In the world of magic, publicity stunts are nothing new—remember when David Blaine spent 44 days suspended in a glass box above London’s River Thames?—but Dynamo’s MO is as subtle as his tricks are staggering. In 2013, when he appeared to levitate in front of Rio de Janeiro’s Christ The Redeemer statue, he had simply strolled up unannounced and launched himself into the air in front of a crowd of awe-struck tourists. He used the same technique when he “walked” across the Thames in 2011. “I didn’t tell anybody I was going to do it, I didn’t advertise it,” he told The Guardian. “It was about that moment, and anybody who happened to be there got to witness a spectacle that will never happen again. It’s always about keeping that sense of wonder. I get to create little moments of astonishment.”

Ironically, it’s these little moments of astonishment that help sell the trick.

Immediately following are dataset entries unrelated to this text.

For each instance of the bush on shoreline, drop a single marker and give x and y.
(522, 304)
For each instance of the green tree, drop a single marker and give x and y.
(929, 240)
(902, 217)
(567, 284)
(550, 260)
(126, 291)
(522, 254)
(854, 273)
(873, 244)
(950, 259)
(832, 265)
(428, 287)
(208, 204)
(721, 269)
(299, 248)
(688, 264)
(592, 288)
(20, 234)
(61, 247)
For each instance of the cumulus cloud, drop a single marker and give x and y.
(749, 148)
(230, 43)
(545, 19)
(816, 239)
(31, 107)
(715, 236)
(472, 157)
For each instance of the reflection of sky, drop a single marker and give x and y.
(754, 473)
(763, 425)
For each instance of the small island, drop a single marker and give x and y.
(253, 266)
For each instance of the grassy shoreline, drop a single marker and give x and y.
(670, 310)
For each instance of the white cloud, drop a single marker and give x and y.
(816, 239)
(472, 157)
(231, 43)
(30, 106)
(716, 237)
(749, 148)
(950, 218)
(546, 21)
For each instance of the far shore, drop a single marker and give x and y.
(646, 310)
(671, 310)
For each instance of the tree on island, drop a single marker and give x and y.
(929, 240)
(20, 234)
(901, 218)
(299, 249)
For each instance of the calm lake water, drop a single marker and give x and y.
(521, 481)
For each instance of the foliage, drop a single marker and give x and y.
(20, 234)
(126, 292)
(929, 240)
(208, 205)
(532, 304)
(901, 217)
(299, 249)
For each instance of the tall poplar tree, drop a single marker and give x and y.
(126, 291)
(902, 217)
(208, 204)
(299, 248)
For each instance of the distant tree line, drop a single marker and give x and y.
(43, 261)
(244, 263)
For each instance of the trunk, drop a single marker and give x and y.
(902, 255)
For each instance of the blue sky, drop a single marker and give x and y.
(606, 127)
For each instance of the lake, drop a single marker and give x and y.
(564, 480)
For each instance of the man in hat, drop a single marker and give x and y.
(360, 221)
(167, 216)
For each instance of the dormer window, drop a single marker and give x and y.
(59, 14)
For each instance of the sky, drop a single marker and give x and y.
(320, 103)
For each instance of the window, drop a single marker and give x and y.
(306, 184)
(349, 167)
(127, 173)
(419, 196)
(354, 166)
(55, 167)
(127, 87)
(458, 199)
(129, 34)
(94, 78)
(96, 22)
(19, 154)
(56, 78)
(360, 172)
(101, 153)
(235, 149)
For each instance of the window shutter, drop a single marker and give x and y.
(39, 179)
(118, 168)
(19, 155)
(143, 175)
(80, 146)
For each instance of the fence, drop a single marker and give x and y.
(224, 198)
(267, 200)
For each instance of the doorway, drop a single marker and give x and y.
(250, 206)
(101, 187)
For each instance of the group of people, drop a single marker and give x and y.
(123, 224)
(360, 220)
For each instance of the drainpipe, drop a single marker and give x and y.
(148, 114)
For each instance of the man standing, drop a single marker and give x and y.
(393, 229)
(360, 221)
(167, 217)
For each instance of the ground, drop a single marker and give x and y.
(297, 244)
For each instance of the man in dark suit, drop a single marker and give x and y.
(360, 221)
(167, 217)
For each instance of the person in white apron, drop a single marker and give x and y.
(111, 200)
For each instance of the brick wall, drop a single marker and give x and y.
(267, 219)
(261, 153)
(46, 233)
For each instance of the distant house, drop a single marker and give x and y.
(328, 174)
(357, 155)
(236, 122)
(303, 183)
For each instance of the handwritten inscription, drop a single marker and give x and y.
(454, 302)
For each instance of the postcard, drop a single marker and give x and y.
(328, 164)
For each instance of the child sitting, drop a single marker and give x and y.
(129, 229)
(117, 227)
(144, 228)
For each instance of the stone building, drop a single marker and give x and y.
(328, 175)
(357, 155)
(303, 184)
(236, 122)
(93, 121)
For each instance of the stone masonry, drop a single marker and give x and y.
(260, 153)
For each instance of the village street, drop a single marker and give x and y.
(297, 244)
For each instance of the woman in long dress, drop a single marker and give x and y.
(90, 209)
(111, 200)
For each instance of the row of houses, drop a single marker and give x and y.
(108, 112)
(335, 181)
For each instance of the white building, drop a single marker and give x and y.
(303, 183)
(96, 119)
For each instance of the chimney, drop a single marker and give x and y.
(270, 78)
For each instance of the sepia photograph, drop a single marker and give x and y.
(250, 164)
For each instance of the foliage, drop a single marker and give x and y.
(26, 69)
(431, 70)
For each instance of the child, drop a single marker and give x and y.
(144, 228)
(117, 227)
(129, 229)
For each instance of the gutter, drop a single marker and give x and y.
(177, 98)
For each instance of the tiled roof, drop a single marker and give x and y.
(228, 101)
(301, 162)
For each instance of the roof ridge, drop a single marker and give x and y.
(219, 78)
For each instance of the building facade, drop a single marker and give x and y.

In the latter case, hidden cameras show Dynamo walking towards the river in his hoodie, while the people around him go about their business unaware. Then, as he steps on to the surface of the water, they start pointing and chattering, which escalates to open-mouthed bewilderment when they realise the impossibility of what they’re seeing. Dynamo has said before that “misdirection is the biggest part of the trick”, but by approaching the extraordinary so ordinarily he becomes the misdirection himself, and it’s this grounding that makes the magic soar.

And it’s not just the magic that’s soaring. In 2016, Dynamo became the first-ever magician to play London’s 20,000-capacity 02 Arena, and his next show, The Abandoned Room, takes place this month in a specially built, 96-seat speakeasy in the capital’s Mandrake Hotel. Whatever the venue, Dynamo continues to captivate, because his tricks are not about showing off, but sharing. “Magic’s an emotion that someone feels when they’ve witnessed something amazing,” he said. “I want it be an experience that we have together.”

In other words, if you do spot Steven Frayne on the street, make sure you keep watching.